Никто при этом не был назван. Да никого Валя и не могла бы назвать, она только по женскому наитию своему предполагала о ком-то. А Дима мог бы и назвать одного человека, потому что уже тогда маленькая фрау Эмма занимала какое-то место в его мыслях и чувствах. Забавная милая немочка, овдовевшая на третьем году войны с Россией, а вышедшая замуж на первом ее году за солдата-отпускника. Она с виду легко пережила поражение Германии, легко смирилась с победой русских, не обременяла себя тревогами о будущем, умея жить настоящим. Ее не очень-то опечалила и разлука с Полонским, хотя она все время говорила ему: «Димитри — кароши…» Она любила ходить по дому в брючках и легкой полотняной кофточке, надетой прямо на голое тело, всегда без лифчика, и это было так женственно, что он не мог спокойно смотреть на нее. Его так и приманивала эта мягкая женственность…

Полонский закончил рисунок и отклонился от листа подальше, чтобы получше разглядеть то, что вышло.

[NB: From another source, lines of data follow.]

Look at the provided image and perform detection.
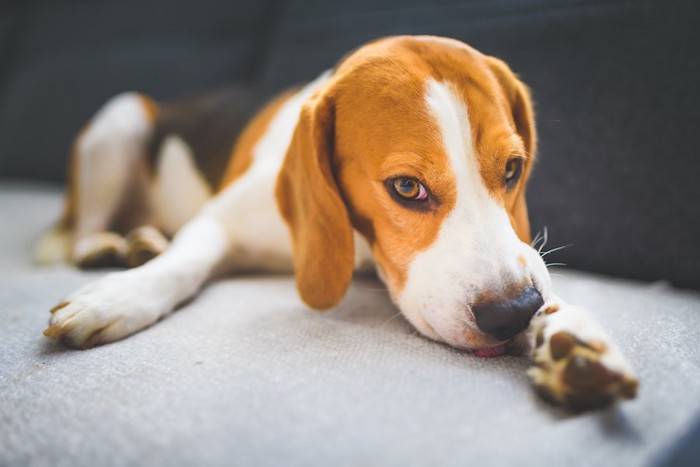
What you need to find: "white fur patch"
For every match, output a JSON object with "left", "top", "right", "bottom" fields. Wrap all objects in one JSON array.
[
  {"left": 75, "top": 93, "right": 152, "bottom": 240},
  {"left": 153, "top": 135, "right": 212, "bottom": 235},
  {"left": 49, "top": 217, "right": 229, "bottom": 347},
  {"left": 397, "top": 79, "right": 549, "bottom": 348}
]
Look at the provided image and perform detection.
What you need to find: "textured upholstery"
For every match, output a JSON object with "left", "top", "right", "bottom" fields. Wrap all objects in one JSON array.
[{"left": 0, "top": 186, "right": 700, "bottom": 467}]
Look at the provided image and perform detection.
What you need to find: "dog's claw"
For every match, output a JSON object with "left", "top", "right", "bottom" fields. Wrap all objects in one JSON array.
[{"left": 528, "top": 308, "right": 639, "bottom": 412}]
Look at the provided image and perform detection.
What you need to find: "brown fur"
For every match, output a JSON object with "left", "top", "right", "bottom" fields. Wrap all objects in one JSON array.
[{"left": 277, "top": 37, "right": 535, "bottom": 308}]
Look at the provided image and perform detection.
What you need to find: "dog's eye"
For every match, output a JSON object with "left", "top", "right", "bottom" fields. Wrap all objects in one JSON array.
[
  {"left": 393, "top": 177, "right": 428, "bottom": 201},
  {"left": 505, "top": 157, "right": 523, "bottom": 188}
]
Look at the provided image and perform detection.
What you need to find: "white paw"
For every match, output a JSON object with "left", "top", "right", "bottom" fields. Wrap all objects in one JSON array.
[
  {"left": 44, "top": 270, "right": 172, "bottom": 349},
  {"left": 528, "top": 304, "right": 639, "bottom": 411}
]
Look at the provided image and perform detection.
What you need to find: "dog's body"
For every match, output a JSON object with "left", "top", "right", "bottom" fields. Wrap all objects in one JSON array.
[{"left": 39, "top": 37, "right": 637, "bottom": 408}]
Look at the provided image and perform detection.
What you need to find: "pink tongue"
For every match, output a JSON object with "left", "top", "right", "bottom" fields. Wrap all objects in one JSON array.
[{"left": 474, "top": 344, "right": 506, "bottom": 358}]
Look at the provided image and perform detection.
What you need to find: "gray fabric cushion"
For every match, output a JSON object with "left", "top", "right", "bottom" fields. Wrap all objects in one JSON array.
[{"left": 0, "top": 185, "right": 700, "bottom": 467}]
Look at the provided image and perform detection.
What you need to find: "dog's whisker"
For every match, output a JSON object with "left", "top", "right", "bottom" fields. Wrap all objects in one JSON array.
[
  {"left": 530, "top": 231, "right": 542, "bottom": 248},
  {"left": 537, "top": 225, "right": 549, "bottom": 254},
  {"left": 540, "top": 243, "right": 574, "bottom": 258}
]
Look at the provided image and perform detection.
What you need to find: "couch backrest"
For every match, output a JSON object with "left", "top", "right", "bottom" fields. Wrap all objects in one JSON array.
[
  {"left": 264, "top": 0, "right": 700, "bottom": 288},
  {"left": 0, "top": 0, "right": 700, "bottom": 288},
  {"left": 0, "top": 0, "right": 278, "bottom": 180}
]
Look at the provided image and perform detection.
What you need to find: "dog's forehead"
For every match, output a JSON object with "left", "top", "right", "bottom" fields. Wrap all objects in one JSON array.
[{"left": 335, "top": 37, "right": 522, "bottom": 190}]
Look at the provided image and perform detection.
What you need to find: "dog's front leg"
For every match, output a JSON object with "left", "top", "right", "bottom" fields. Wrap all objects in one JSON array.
[
  {"left": 528, "top": 297, "right": 638, "bottom": 411},
  {"left": 44, "top": 215, "right": 230, "bottom": 348}
]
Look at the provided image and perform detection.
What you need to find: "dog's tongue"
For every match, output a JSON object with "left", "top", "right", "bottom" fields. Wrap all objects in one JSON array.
[{"left": 474, "top": 344, "right": 506, "bottom": 358}]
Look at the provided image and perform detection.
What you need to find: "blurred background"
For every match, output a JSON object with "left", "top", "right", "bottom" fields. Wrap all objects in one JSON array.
[{"left": 0, "top": 0, "right": 700, "bottom": 288}]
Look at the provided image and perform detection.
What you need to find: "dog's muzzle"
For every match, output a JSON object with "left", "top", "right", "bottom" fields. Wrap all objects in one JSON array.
[{"left": 472, "top": 287, "right": 544, "bottom": 341}]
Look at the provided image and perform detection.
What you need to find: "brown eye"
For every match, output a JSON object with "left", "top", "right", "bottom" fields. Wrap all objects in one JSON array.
[
  {"left": 505, "top": 157, "right": 523, "bottom": 189},
  {"left": 393, "top": 177, "right": 428, "bottom": 200}
]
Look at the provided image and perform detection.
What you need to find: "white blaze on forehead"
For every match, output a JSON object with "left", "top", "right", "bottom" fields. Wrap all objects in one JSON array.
[{"left": 397, "top": 79, "right": 540, "bottom": 346}]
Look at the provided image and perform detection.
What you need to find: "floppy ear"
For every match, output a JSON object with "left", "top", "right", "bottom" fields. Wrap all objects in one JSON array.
[
  {"left": 487, "top": 57, "right": 537, "bottom": 243},
  {"left": 276, "top": 91, "right": 354, "bottom": 309}
]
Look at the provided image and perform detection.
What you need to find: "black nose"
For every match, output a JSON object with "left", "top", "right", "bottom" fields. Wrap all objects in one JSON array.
[{"left": 472, "top": 287, "right": 544, "bottom": 340}]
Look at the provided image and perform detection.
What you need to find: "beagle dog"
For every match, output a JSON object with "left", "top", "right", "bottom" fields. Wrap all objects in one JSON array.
[{"left": 37, "top": 36, "right": 638, "bottom": 410}]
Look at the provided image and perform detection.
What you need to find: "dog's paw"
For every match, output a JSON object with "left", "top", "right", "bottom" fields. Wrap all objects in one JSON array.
[
  {"left": 44, "top": 270, "right": 169, "bottom": 349},
  {"left": 528, "top": 305, "right": 639, "bottom": 412}
]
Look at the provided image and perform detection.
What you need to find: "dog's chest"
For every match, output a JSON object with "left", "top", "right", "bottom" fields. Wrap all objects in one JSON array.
[{"left": 198, "top": 74, "right": 334, "bottom": 270}]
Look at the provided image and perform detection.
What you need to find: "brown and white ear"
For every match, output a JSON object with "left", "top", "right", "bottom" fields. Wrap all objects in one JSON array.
[
  {"left": 487, "top": 57, "right": 537, "bottom": 243},
  {"left": 277, "top": 94, "right": 354, "bottom": 310}
]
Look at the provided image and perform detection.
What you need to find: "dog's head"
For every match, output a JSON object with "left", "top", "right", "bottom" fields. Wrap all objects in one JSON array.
[{"left": 277, "top": 37, "right": 549, "bottom": 349}]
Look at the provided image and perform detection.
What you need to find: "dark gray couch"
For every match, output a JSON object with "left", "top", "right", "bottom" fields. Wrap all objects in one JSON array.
[{"left": 0, "top": 0, "right": 700, "bottom": 465}]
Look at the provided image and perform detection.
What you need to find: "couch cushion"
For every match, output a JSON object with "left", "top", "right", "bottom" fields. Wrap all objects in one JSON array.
[
  {"left": 265, "top": 0, "right": 700, "bottom": 288},
  {"left": 0, "top": 186, "right": 700, "bottom": 467}
]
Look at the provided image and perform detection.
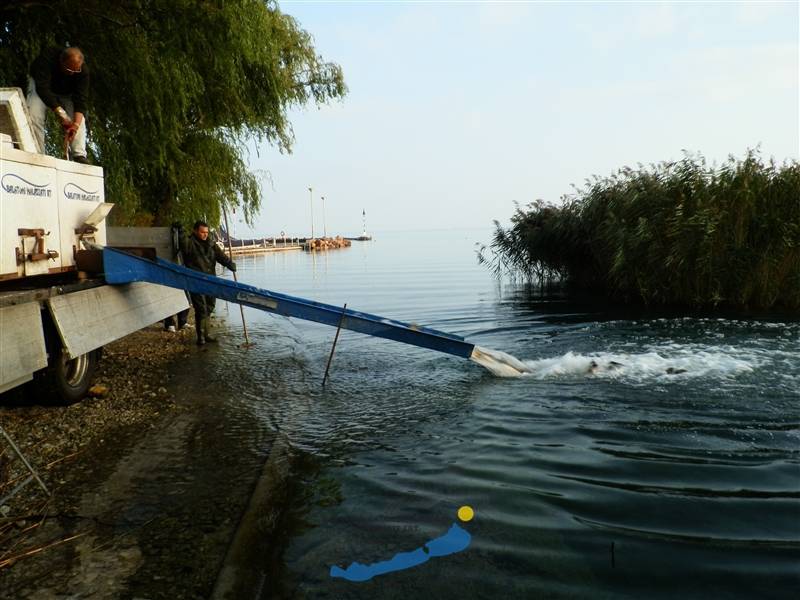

Получилась красивая женщина, полузнакомая или смутно знакомая, напоминающая Валю… и не в меньшей степени Эмму. Полу-Валя, полу-Эмма. Гибрид…

«Вот так, наверно, и возникали под пером кентавры», — грустновато усмехнулся творец.

Но чем дольше он рассматривал рисунок, тем больше находил в нем своеобразной прелести, даже гармонии и завершенности. Может быть, здесь произошло как раз то, что необходимо для искусства вообще, — типизация, синтез?

Однако и этой своей мысли Полонский мог только усмехнуться. Произошло грустное, в общем-то…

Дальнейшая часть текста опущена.